L'école Thot a ouvert ses portes en juin 2016 à Paris. Elle offre aux migrants et réfugiés sans diplôme la possibilité d'apprendre le français, mais aussi d'envisager un projet professionnel, et ainsi de retrouver un peu de dignité.
La première fois que Mariame, la directrice pédagogique de l’école associative Thot, a appelé Ahmed* pour lui demander pourquoi il n’était pas à son cours de français, le jeune homme était presque agacé. À 31 ans, ce Soudanais qui a fui son pays ne se doutait pas que quelqu’un pouvait encore l’attendre quelque part.
Pourtant, lorsqu’elles ont imaginé Thot, cette école de français destinée aux migrants et réfugiés n’ayant pas obtenu l’équivalent du bac dans leur pays, Héloïse Nio, Judith Aquien et Jennifer Leblond se sont donné pour mission de préparer leurs étudiants à des examens officiels de français, le Dilf (Diplôme initial de langue française) ou le Delf (Diplôme d’études en langue française), en seize semaines.
Pour cela, comme dans un véritable établissement scolaire, elles se sont entourées de professeurs spécialisés mais aussi d'une psychothérapeute et d'une ancienne conseillère de Pôle emploi, chargée de l'orientation professionnelle. Dans ces conditions, pas question de rater un cours, à moins d’avoir une très bonne excuse.
Baptisée du nom du dieu égyptien du savoir, l’école a ouvert ses portes en juin 2016 grâce aux dons récoltés au cours d’une campagne de crowdfunding. Quarante étudiants suivaient alors leurs cours dans quatre salles réparties dans différents quartiers de Paris. L’association compte aujourd’hui une soixantaine d’élèves, répartis en cinq classes, et est installée au troisième étage du bâtiment de l’Alliance française, à l’ombre de la tour Montparnasse. Un lieu idéal selon les trois fondatrices : "Ici tout le monde apprend le français comme nos étudiants. Ils n’ont pas besoin de dire qu’ils sont réfugiés et peuvent participer aux animations comme n’importe qui". Au menu des seize semaines de cours des étudiants de Thot : une pédagogie adaptée, complétée par des ateliers de théâtre, de chant et de dessin.
Et la recette est payante.
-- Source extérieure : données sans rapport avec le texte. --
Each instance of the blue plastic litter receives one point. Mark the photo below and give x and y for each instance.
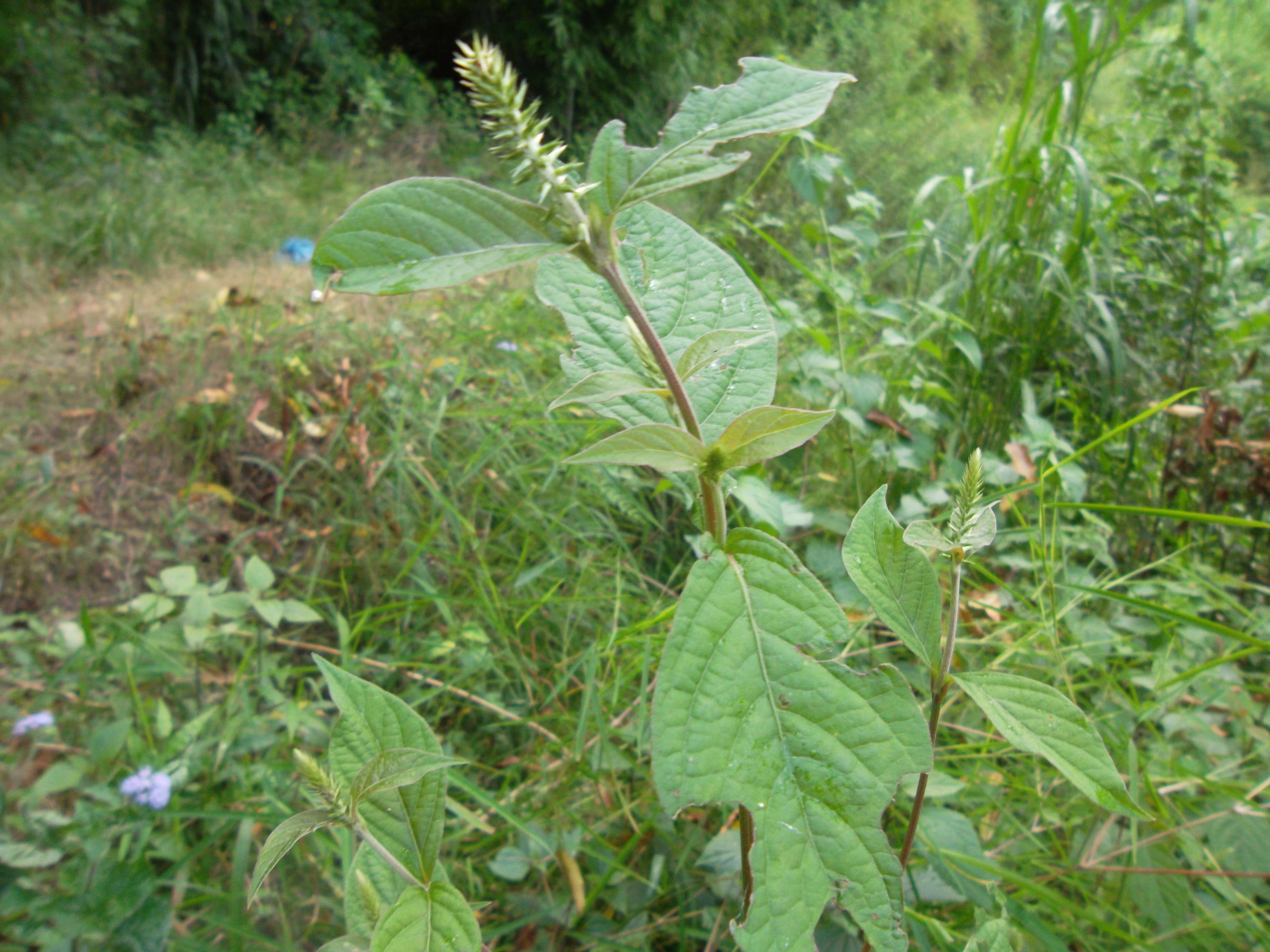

À la fin de la première session de cours, en septembre, plus de 90 % des élèves ont obtenu le diplôme qu’ils préparaient. Pour ce petit exploit, les étudiants de Thot ont été reçus par le recteur de l’académie de Paris, sous les dorures de la Sorbonne. Pour beaucoup, ce diplôme était le premier de leur vie.
"Le langage, une arme pour la survie et la dignité"
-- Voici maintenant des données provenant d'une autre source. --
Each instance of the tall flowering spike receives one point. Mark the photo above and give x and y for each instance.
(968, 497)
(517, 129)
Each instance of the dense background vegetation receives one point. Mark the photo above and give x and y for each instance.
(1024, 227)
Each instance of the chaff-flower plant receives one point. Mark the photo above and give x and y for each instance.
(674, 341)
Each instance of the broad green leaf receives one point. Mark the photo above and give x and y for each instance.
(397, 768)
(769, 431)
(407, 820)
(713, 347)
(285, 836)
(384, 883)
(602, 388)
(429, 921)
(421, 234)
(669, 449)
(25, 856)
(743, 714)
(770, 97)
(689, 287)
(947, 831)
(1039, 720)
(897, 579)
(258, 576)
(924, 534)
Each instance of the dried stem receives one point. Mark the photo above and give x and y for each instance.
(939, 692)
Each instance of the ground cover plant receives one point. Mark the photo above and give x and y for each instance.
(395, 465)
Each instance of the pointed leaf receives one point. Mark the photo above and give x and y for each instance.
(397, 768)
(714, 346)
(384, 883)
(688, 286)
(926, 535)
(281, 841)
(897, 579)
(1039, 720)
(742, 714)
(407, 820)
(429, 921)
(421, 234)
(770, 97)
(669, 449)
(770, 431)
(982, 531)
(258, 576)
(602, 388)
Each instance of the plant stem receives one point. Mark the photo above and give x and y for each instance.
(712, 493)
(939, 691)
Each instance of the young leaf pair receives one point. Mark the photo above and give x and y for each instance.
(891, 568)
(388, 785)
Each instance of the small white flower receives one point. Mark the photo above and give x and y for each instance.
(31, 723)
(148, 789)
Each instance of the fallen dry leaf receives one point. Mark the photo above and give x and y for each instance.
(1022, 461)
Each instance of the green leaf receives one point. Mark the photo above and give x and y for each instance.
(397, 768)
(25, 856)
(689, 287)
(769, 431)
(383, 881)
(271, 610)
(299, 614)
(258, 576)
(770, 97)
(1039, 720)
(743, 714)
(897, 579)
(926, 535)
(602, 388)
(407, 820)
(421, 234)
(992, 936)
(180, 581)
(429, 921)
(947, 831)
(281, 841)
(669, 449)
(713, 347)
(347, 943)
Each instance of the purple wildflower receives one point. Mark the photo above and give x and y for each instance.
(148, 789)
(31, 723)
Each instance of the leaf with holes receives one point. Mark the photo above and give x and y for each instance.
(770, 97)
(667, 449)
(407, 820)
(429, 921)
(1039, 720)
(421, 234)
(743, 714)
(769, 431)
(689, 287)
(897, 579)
Kamila Sefta, 67 ans, est chargée de la classe d’alphabétisation destinée aux élèves qui n'ont jamais appris à lire ni à écrire dans leur pays d'origine. Après des années d’enseignement du français langue étrangère (FLE), elle sait combien le langage est indispensable pour une bonne intégration.
Pour ses étudiants, dont certains n’ont jamais tenu un stylo, il est "leur arme pour leur survie, leur dignité et leur liberté". Cette enseignante ne leur promet pas la lune, mais leur assure qu’après seize semaines, ils seront capables de "prendre le métro seul, remplir un formulaire ou aller chez le médecin".
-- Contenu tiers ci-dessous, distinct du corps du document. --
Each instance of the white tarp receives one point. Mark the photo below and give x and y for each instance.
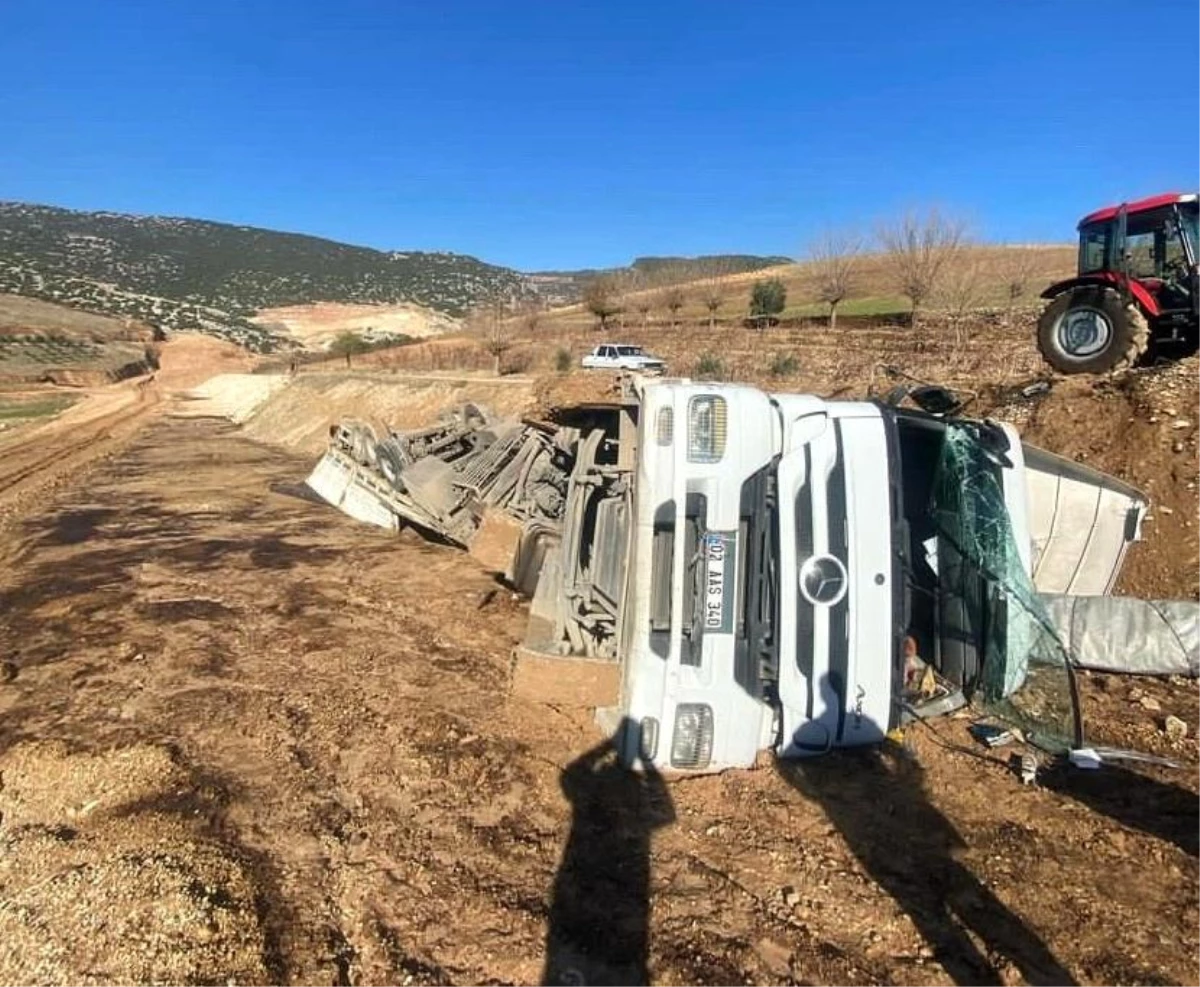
(1129, 635)
(1081, 521)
Si les enseignants et l’équipe pédagogique de Thot refusent de considérer leurs élèves comme des migrants ou des réfugiés, la réalité les rattrape parfois. Il arrive ainsi qu’un étudiant manque un cours pour effectuer des démarches administratives. Pire : des élèves doivent parfois abandonner leur formation après avoir été transférés dans une autre région de France.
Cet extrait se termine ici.